Revision and editing: Paste a draft section and ask for specific feedback.
"Review this Results section for clarity and conciseness. Point out any sentences that are unnecessarily complex and suggest simpler alternatives. Flag any logical gaps in the presentation."
Responding to reviewers: This is one of the most time-efficient uses of AI in research. Paste the reviewer comment and your draft response, and ask the model to help you make the response more precise, diplomatic, and complete.
Data Analysis: Code You Don't Have to Write
If you've ever stared at a dataset in Excel and wished you could just describe what analysis you wanted in plain English, this section is for you.

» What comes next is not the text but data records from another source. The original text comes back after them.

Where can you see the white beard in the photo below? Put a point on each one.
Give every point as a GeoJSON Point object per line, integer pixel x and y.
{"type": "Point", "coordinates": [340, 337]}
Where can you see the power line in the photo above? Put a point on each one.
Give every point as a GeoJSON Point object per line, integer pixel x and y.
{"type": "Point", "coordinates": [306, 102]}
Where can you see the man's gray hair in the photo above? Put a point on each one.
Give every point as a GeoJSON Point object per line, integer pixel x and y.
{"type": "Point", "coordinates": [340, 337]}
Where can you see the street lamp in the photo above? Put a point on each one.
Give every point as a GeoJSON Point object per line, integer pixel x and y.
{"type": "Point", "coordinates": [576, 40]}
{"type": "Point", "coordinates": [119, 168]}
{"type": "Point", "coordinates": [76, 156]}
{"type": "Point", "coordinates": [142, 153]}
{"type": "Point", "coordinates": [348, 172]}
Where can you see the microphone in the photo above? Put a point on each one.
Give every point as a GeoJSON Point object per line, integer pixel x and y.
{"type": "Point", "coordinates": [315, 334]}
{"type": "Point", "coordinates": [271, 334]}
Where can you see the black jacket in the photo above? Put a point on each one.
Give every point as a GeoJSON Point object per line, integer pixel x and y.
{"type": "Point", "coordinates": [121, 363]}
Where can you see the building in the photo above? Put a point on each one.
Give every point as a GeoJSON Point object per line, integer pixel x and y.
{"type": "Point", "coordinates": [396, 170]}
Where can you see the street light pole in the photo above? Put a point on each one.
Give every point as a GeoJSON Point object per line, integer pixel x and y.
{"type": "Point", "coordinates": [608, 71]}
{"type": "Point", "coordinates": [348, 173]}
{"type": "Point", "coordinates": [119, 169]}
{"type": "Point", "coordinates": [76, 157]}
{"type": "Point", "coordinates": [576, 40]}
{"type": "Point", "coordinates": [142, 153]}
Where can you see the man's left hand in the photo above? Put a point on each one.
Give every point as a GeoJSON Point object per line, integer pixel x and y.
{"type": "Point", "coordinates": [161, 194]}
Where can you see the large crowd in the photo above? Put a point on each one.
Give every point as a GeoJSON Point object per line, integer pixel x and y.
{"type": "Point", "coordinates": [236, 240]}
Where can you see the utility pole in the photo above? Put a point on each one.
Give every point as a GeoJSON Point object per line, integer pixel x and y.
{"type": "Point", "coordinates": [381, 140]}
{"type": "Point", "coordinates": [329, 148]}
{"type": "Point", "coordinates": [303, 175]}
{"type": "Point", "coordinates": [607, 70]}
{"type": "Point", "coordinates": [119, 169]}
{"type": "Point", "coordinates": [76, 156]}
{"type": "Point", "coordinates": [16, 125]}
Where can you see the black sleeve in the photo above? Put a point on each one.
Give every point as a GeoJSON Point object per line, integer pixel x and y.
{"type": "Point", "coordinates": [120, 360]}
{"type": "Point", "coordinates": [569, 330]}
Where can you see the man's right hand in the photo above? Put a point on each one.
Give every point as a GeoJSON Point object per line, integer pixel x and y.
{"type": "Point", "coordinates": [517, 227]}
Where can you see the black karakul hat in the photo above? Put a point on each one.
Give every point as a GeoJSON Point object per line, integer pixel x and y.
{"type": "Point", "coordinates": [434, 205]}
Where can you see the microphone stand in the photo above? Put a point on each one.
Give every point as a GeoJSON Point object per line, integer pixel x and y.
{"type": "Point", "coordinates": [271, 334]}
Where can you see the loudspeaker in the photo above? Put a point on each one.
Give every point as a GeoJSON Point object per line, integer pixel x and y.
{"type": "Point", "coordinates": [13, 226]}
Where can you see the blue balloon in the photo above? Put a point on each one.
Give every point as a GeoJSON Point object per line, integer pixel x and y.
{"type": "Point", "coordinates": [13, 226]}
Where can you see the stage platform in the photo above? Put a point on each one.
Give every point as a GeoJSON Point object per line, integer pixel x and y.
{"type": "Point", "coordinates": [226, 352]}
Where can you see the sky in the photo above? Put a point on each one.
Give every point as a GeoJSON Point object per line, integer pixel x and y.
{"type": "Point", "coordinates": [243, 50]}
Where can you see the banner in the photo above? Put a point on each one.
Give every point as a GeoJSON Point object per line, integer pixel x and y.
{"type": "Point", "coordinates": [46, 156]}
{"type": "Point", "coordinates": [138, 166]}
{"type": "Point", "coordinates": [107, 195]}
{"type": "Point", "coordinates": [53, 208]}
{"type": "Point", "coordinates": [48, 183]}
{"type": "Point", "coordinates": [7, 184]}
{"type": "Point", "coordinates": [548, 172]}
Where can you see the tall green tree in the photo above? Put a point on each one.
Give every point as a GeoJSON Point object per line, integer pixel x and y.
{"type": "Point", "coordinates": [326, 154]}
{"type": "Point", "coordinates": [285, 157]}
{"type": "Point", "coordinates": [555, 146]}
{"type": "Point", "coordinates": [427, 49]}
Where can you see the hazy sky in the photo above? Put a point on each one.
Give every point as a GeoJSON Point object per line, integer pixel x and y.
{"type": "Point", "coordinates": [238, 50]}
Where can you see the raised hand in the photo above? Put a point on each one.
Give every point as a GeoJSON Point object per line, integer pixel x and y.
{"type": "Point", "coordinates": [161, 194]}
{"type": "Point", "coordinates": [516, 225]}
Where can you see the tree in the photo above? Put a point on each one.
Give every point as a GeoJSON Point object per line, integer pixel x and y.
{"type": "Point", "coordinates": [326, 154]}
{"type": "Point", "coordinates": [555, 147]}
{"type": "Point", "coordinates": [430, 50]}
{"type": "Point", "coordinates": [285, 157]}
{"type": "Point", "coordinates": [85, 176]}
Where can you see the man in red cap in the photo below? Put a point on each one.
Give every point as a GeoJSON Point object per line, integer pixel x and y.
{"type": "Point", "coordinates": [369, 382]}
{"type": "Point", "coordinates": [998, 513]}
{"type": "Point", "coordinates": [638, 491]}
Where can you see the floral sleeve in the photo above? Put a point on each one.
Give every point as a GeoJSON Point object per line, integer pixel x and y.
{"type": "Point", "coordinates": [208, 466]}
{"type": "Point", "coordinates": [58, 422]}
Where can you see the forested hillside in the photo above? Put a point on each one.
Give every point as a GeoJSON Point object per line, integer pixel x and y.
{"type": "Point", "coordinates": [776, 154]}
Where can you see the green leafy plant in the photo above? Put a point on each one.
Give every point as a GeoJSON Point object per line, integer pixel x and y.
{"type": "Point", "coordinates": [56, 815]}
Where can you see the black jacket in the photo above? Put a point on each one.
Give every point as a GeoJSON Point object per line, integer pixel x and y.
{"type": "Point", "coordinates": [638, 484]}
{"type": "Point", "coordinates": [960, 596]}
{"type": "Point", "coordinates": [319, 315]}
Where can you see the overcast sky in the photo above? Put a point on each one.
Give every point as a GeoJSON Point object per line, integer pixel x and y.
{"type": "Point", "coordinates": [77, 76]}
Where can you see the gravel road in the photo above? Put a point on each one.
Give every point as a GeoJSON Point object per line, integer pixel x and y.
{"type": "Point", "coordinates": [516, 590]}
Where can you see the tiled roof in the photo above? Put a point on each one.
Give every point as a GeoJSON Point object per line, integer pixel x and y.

ChatGPT with Code Interpreter lets you upload a dataset (CSV, Excel, etc.) and describe what you want to do. The model writes Python code, executes it, and shows you the results—tables, plots, statistical tests, all without you writing a single line of code.
Example workflow:
- Upload your dataset of treatment outcomes
- "Show me the distribution of overall survival by treatment group. Generate Kaplan-Meier curves. Run a log-rank test comparing the groups."
- The model writes the code, runs it, shows you the results with publication-quality plots
Claude with Artifacts offers similar capability—you can ask it to generate analyses and visualizations that you can preview and iterate on interactively.
This isn't a replacement for a biostatistician on complex analyses. But for exploratory data analysis, quick descriptive statistics, data cleaning, and generating preliminary figures, it's remarkably efficient. It's also an excellent way to learn basic data science: you can see the code the model writes and start understanding the logic behind the analyses.
Systematic Reviews: Where AI Shines Most
Systematic reviews involve some of the most tedious work in research: screening thousands of titles and abstracts, extracting data from dozens of papers into standardized tables, assessing quality across studies. AI tools are making this dramatically more efficient.
Several workflows are emerging:
- Title/abstract screening: Use AI to do a first pass, flagging papers as likely relevant or likely irrelevant. You still review, but the AI does the heavy lifting of the initial sort.
- Data extraction: Upload included papers and ask the AI to extract specific data points (sample size, intervention, outcomes, follow-up period) into a structured format.
- Quality assessment: Some tools can help assess risk of bias using standard frameworks, though this still requires human judgment for the final call.
Tools like Elicit, Covidence, and ASReview are building this capability directly into systematic review platforms. If you're planning a systematic review, exploring these tools before starting will save you dozens of hours.
The Workflow: AI as Research Infrastructure
The Human Is in the Driver's Seat
Finding papers: AI searches and summarizes (you decide what's relevant). Reading papers: AI extracts key data (you interpret and synthesize). Writing: AI drafts and edits (you verify and finalize). Analysis: AI runs code (you interpret results and check assumptions). Revision: AI helps with reviewer responses (you make the scientific decisions).
The best way to think about AI in research is as infrastructure that handles the mechanical work so you can focus on the intellectual work. At every step, the human is in the driver's seat. AI accelerates the process. It doesn't replace the researcher.
The Bottom Line
If you're a clinician-scientist with limited research time, AI tools aren't optional anymore—they're a competitive advantage. The researchers who adopt these tools will move faster, search more broadly, and produce more polished work than those who don't.
Start with one tool. Elicit for your next literature search is the easiest entry point. Then expand: try ChatGPT Code Interpreter for your next dataset, Claude for your next manuscript draft. Build the workflow that works for you.
The tedious parts of research are solvable problems. Let AI solve them so you can focus on the science.